L'Association guatémaltèque des exportateurs (AGEXPORT) a présenté une pétition officielle au Bureau du représentant commercial des États-Unis (USTR) dans le but de rétablir le droit de douane nul sur les produits agricoles, manufacturés, aquacoles et de la pêche du Guatemala, qui sont actuellement confrontés à un droit de douane de 10 % à l'entrée sur le marché américain. Cette demande était étayée par des données techniques présentées à la fois dans des commentaires écrits et lors d'une audience publique à Washington, DC, organisée dans le cadre du processus ouvert par l'USTR.
AGEXPORT, en collaboration avec des représentants des secteurs des légumes, des fruits, de l'aquaculture, de la pêche et de la fabrication, a fondé sa demande en soulignant que l'offre exportable du Guatemala ne concurrence ni ne remplace la production locale américaine ; Au contraire, elle complète la sécurité alimentaire des États-Unis et contribue à la compétitivité des chaînes d’approvisionnement nord-américaines.
À travers des études et des chiffres, ils ont fait valoir que le maintien des droits de douane de 10 % ne contribue pas à renforcer la production intérieure américaine. Au lieu de cela, cette mesure augmente les coûts des importateurs, des distributeurs, des supermarchés, des chaînes de restaurants et des consommateurs, nuisant ainsi aux entreprises américaines qui dépendent de sources d’approvisionnement proches et compétitives.

La position d'AGEXPORT repose sur quatre arguments. La première souligne que le Guatemala complète et ne concurrence pas la production agricole des États-Unis. Plus précisément, des produits tels que les fruits, les légumes et les produits issus de l'aquaculture entrent sur le marché américain pendant les saisons où l'offre intérieure est rare ou inexistante, évitant ainsi le déplacement des producteurs locaux et garantissant la disponibilité d'aliments frais toute l'année.
Le deuxième argument est que les exportations guatémaltèques renforcent la sécurité alimentaire des États-Unis.

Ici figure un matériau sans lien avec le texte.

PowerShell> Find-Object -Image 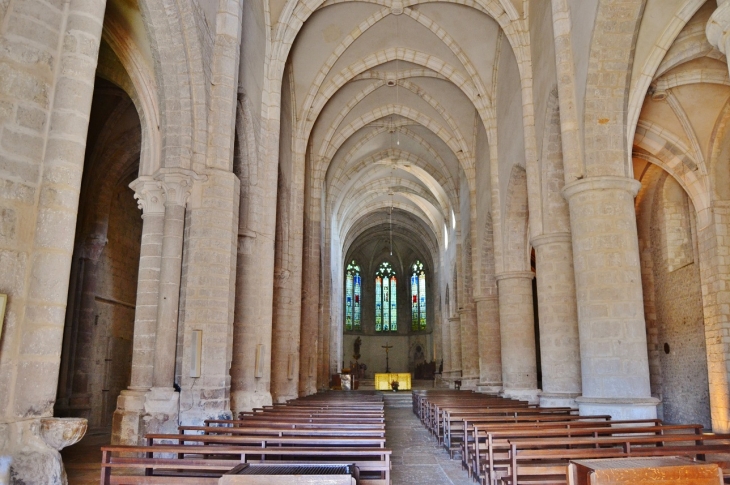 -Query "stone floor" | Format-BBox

En élargissant l’offre de produits frais et sains, ils contribuent à stabiliser les prix et à réduire les risques de pénurie, au bénéfice des consommateurs américains.

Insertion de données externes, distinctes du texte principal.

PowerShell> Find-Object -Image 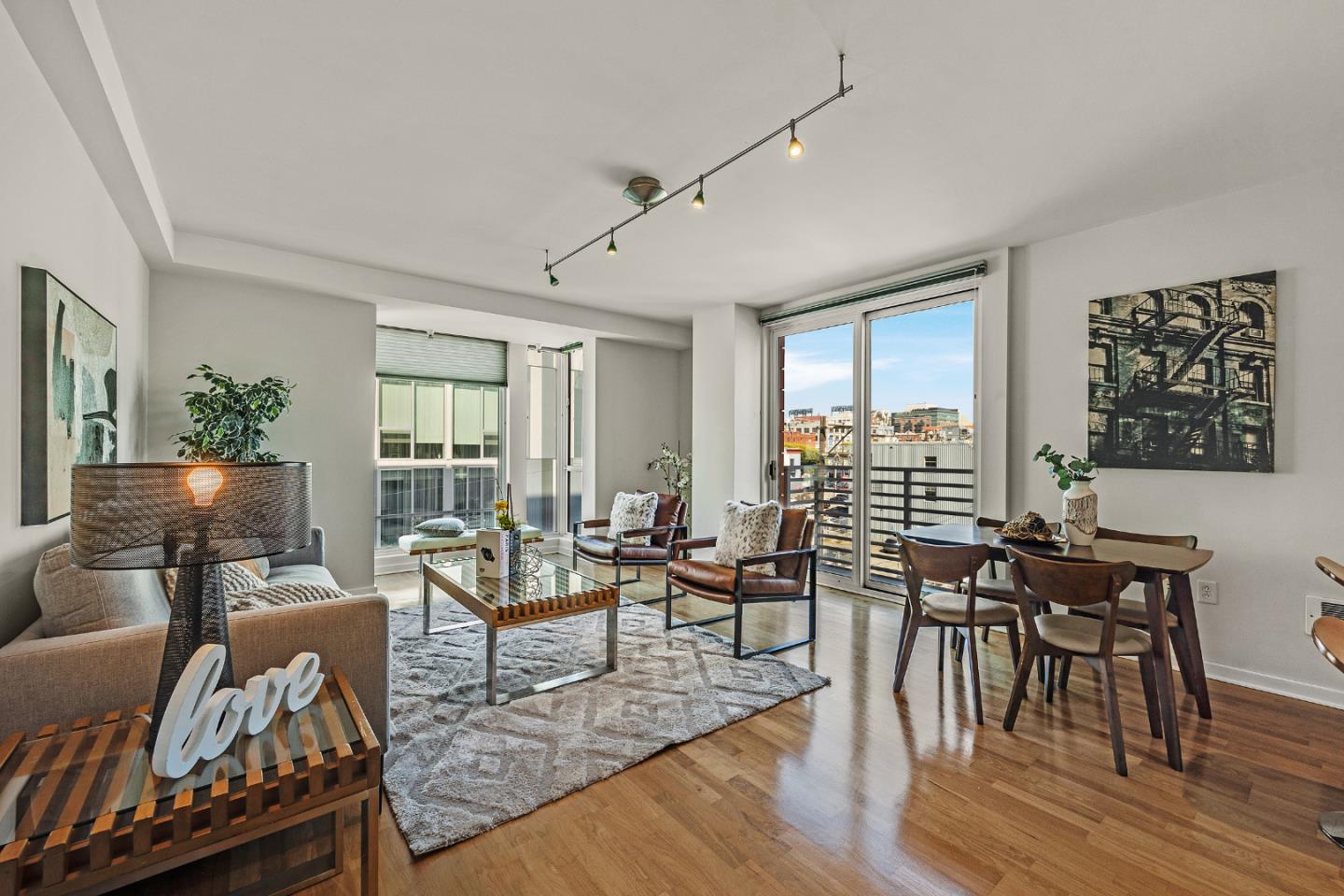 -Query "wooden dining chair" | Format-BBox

Troisièmement, AGEXPORT a souligné que l'intégration régionale entre le Guatemala et les États-Unis favorise des chaînes d'approvisionnement alignées sur les principes de la politique. L'Amérique d'abord. Des secteurs tels que l'agriculture, l'industrie manufacturière, l'aquaculture et la pêche au Guatemala travaillent en synergie avec les entreprises américaines dans les processus de transport, de logistique, de stockage, de transformation, de distribution et de commercialisation, générant de la valeur et des emplois dans les deux pays.
La quatrième fondation souligne que le Guatemala est un partenaire commercial grâce à sa proximité géographique, son engagement à respecter les normes internationales et l'existence du cadre juridique CAFTA-DR. La traçabilité, les certifications internationales et le respect des réglementations sanitaires, environnementales et du travail font du pays un fournisseur d'autres marchés plus lointains et soumis à de plus grandes vulnérabilités.

Lors de l'audience publique à Washington, « Lorsque le Guatemala exporte, les États-Unis gagnent également. Nos exportations renforcent l'emploi américain, améliorent la sécurité alimentaire, rendent les entreprises nord-américaines plus compétitives et consolident les chaînes d'approvisionnement qui sont proches, fiables et alignées avec les objectifs de l'Amérique d'abord », a déclaré Claudia de Del Aguila, directrice de la défense de l'environnement à l'exportation chez AGEXPORT.
L'organisation a également reconnu les efforts et les actions entreprises par le gouvernement du Guatemala à travers le ministère de l'Économie, ainsi que les efforts menés dans le cadre de ce processus bilatéral, notamment dans le cadre de l'article 301 de l'accord commercial, pour parvenir à l'élimination des droits de douane de 10% sur les produits actuellement taxés.
Enfin, AGEXPORT a réitéré sa volonté de continuer à collaborer avec les autorités américaines pour renforcer une relation commerciale fondée sur des preuves techniques, des règles claires, des valeurs et des avantages partagés.